Subramanian’s statement is in line with general recommendations from public health authorities. None of the protective measures against COVID-19 are 100% effective on their own, as this figure by virologist Ian Mackay illustrates. . For this reason, the U.S. Centers for Disease Control and Prevention (CDC) stresses the importance of combining different protective measures, such as vaccinating, mask-wearing, handwashing, and physical distancing. These different layers of protection minimize the risk of infection, as Health Feedback explained in earlier reviews.

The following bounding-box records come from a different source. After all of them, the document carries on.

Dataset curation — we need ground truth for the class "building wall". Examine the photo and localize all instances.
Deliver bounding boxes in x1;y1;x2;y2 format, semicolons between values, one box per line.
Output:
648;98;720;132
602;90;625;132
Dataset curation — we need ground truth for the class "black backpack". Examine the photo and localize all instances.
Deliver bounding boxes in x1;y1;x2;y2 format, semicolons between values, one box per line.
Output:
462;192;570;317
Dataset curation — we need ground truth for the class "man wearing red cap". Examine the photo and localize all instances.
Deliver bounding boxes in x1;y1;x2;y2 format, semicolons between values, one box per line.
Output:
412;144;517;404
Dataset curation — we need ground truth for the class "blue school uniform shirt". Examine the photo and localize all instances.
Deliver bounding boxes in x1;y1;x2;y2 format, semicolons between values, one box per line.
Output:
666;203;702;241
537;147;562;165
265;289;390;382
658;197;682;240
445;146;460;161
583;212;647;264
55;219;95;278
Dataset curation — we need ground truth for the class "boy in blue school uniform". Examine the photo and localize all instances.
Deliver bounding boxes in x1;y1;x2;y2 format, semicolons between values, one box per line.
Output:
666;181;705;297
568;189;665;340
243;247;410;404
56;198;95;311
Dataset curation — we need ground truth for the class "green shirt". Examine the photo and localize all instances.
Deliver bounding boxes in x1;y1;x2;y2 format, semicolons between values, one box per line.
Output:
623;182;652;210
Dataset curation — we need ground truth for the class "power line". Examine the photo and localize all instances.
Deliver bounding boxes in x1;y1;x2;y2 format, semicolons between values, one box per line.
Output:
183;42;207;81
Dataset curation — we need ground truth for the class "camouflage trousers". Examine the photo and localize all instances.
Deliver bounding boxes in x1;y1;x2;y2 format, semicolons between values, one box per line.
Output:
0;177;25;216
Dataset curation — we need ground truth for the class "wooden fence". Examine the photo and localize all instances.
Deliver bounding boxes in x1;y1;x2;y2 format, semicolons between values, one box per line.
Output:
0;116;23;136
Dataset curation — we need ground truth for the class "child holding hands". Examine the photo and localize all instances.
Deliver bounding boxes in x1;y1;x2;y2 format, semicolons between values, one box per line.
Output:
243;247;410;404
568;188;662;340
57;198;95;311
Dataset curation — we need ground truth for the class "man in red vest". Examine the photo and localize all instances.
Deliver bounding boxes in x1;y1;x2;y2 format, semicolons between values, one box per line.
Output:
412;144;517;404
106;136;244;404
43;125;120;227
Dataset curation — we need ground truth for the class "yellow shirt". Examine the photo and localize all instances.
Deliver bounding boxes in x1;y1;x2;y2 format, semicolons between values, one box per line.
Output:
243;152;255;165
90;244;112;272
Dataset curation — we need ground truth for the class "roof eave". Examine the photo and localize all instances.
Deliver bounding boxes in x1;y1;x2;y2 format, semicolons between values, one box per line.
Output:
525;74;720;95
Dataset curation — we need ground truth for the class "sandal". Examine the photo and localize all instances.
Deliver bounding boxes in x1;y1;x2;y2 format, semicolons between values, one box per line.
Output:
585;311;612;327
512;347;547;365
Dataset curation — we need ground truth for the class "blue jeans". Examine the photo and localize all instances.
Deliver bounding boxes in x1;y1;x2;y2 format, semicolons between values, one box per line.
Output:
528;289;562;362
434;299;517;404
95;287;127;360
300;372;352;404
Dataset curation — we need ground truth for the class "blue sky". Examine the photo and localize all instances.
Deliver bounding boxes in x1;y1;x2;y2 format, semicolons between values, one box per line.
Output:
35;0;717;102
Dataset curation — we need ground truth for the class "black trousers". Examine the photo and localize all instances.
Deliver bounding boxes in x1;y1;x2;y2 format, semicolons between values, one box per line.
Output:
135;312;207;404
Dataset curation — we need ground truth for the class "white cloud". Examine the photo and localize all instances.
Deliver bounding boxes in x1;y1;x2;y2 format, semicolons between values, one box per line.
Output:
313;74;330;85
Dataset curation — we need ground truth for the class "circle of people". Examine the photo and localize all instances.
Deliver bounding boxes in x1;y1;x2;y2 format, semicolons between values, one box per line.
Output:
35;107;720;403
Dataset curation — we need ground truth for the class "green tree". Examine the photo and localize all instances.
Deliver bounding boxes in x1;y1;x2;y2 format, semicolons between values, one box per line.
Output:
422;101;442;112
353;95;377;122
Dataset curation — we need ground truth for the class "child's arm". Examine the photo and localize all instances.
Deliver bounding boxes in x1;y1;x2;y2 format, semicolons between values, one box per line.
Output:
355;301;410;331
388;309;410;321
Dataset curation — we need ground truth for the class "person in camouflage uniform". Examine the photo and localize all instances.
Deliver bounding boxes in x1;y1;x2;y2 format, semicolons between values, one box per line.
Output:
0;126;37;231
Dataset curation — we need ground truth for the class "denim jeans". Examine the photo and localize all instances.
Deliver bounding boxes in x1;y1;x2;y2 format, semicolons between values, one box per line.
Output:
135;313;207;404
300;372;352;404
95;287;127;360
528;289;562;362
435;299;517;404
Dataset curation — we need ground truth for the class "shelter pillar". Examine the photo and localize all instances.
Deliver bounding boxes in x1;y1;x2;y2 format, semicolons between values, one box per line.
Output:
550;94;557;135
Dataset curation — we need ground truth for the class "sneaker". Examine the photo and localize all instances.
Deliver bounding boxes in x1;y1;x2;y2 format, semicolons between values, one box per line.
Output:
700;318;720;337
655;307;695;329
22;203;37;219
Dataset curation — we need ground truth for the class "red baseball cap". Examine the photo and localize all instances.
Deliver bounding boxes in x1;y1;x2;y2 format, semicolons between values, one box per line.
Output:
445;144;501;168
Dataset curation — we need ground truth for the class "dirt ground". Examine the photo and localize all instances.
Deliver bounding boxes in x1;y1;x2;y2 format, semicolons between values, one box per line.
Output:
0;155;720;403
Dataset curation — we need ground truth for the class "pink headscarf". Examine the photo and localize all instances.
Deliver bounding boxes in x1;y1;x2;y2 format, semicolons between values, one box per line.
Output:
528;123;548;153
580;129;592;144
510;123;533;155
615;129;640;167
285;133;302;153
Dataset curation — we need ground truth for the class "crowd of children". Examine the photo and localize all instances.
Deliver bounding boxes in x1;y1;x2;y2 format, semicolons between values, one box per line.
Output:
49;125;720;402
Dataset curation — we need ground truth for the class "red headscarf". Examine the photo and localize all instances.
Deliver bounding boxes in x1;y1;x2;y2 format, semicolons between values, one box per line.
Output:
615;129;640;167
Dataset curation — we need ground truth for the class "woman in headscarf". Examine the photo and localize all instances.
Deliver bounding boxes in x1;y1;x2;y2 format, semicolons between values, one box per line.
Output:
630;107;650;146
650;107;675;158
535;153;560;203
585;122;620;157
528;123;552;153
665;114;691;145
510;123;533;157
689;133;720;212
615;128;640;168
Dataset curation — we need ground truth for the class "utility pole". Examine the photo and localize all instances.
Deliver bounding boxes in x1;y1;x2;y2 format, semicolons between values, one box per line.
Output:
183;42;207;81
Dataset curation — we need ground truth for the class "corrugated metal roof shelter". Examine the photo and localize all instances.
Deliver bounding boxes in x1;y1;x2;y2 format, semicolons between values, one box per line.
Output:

Vaccination remains the best protective strategy against COVID-19

The fact that vaccination, isn’t 100% effective on its own doesn’t render it useless. Dismissing a solution because it is imperfect, even though no perfect solution exists, is known as the nirvana fallacy.

Because vaccines don’t prevent 100% of infections, a small proportion of vaccinated people will still get infected and develop COVID-19 as long as the virus circulates. However, vaccinated individuals are still less likely to get infected compared to unvaccinated people, even in the presence of the more contagious Delta variant[2-4].

One study conducted in Los Angeles County, California, when the Delta variant was already dominant, found that fully vaccinated people were 4.9 times less likely to get infected and 29.2 times less likely to get hospitalized compared to unvaccinated people[5].

COVID-19 vaccines remain highly effective against severe disease and death, even though their effectiveness against infection seems to decline over time and can vary depending on the virus variant. One study published in the New England Journal of Medicine evaluated the effectiveness of the Pfizer-BioNTech COVID-19 after six months. Although vaccine effectiveness against symptomatic disease dropped to 84%, the effectiveness against severe disease after six months was 96.7%, similar to the efficacy reported in clinical trials[6].


In summary, claims that COVID-19 vaccines are ineffective based on a lack of correlation between vaccine coverage and the prevalence of infection in several countries and U.S. counties misinterpret the conclusions of the study. Furthermore, the study has important design and methodological limitations that don’t allow us to draw any conclusions about how much COVID-19 vaccines protect the individuals. No vaccine is 100% effective and a small proportion of vaccinated people will still get the disease and even die. However, the scientific evidence shows that COVID-19 vaccines reduce the risk of infection and are highly effective at preventing severe disease and death.